Among men, a handshake is appropriate in most situations. Handshakes tend to be energetic and very often linger a bit. To express extra deference, the hand-shaker may lightly grip his hand-shaking forearm with the opposite hand. Many times men will hold hands with other men, and often the handshake is prolonged into this hand-holding. This does not have any implication on their sexual preferences; it's just a sign of friendship and closeness.

As for greetings among women, a handshake and/or nod of acknowledgment is appropriate in most situations. If you would like to show great respect you may also place your left hand over your right elbow/forearm when handshaking. Many times women will hold hands with other women, and often the handshake is prolonged into this hand-holding.

Appropriate greetings between men and women depend on the nature of the relationship and region. A handshake is usually appropriate but it is best to wait for the woman to extend her hand, otherwise a bow or a nod of acknowledgment will suffice.

Remember to always use your right hand when shaking hands.

Communication Style

Ugandans tend to communicate more indirectly than directly. Stories, proverbs, and the like are common means of expressing a point indirectly and require the implicit knowledge of the listener. Greetings and a good amount of small talk almost always occur before talking about business.

Feelings tend to not be accurately expressed between adults and sometimes one can get the feeling of being fawned upon with false happiness, or being lectured by a false sternness.

Humour plays a big role in communicating and most Ugandans enjoy a good joke. However, it is best to avoid sarcasm as it may not translate well, if at all.

Personal space tends to be very minimal in Uganda. People often talk very close to each other and less than an arm’s length of space is common. On public transportation, personal space is limited to non-existent. It is common to see people crowed into a bus or taxi with no space in between. This tends to be the case more in rural areas vs. urban.

When two people of the same sex are talking, touching is acceptable. It is common to touch the hands, arms, and shoulders. However, when two people of the opposite sex talk there is very little to no touching. The only appropriate touch is usually a handshake.

Generally, people prefer indirect eye contact. This does not mean you can’t look at somebody directly, but continuous eye contact during conversations is not a must. Overly direct eye contact can be considered aggressive by some. Women and children often will look down or away when conversing with men or with elders.

Gestures

When gesturing or beckoning for someone to come, you should face your palm downwards and make a scratching motion with the fingers. It is rude to point at people as pointing is reserved for dogs, so usually the whole hand/arm is used.

Holding the palm upwards and then motioning in a small flick downwards (like throwing a yo-yo) has a variety of vague meanings. It could be questioning "What's up?" " What?"; apologising "Sorry, what can I do?"; filler "You know."
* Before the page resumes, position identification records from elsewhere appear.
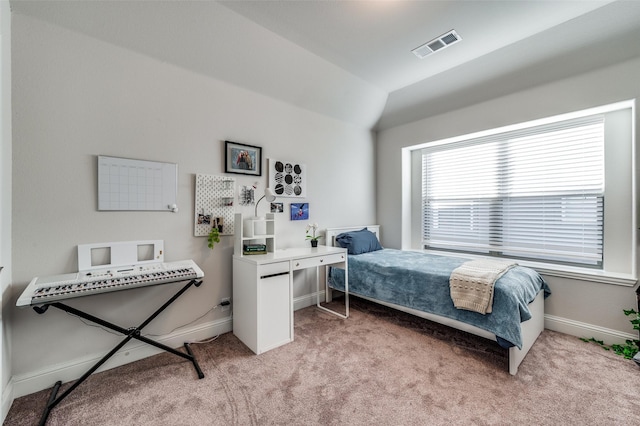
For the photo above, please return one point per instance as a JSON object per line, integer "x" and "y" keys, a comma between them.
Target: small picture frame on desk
{"x": 242, "y": 159}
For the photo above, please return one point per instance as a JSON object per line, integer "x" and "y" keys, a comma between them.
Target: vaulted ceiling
{"x": 352, "y": 60}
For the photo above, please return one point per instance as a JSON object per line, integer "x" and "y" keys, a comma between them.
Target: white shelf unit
{"x": 255, "y": 231}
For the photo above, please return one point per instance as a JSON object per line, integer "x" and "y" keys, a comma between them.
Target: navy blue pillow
{"x": 358, "y": 242}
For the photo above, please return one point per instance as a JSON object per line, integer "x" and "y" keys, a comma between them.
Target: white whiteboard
{"x": 126, "y": 184}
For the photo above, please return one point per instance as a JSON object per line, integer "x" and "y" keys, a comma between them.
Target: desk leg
{"x": 346, "y": 294}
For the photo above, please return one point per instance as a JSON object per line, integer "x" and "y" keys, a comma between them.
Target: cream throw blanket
{"x": 471, "y": 284}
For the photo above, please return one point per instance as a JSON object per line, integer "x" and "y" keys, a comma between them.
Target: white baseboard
{"x": 34, "y": 381}
{"x": 585, "y": 330}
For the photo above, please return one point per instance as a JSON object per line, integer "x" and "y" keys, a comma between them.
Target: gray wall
{"x": 75, "y": 97}
{"x": 583, "y": 308}
{"x": 5, "y": 203}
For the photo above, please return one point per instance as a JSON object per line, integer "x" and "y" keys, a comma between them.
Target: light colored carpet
{"x": 378, "y": 367}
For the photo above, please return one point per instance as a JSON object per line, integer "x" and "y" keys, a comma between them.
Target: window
{"x": 534, "y": 193}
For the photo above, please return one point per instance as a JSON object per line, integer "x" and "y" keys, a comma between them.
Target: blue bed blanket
{"x": 420, "y": 281}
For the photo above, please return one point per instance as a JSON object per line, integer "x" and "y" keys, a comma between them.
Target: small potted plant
{"x": 311, "y": 234}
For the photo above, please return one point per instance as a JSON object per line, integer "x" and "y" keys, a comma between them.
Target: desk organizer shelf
{"x": 255, "y": 230}
{"x": 215, "y": 196}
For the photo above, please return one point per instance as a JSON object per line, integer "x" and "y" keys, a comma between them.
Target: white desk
{"x": 263, "y": 292}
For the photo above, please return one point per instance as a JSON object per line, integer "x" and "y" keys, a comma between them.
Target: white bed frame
{"x": 531, "y": 329}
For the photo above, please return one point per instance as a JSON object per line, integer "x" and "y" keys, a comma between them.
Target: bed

Pointing fingers upwards and rubbing the thumb along the fingertips is the sign for money.

Dining Etiquette

Etiquette is important at family meals. When a meal is ready, all the members of the household wash their hands and sit on floor mats. Visitors and neighbours who drop in are expected to join the family at a meal. Normally a short prayer is said before the family starts eating. During the meal, children talk only when asked a question. It is considered impolite to leave the room while others are eating. Leaning on the left hand or stretching one's legs at a meal is a sign of disrespect. When the meal is finished, everyone in turn gives a compliment to the mother.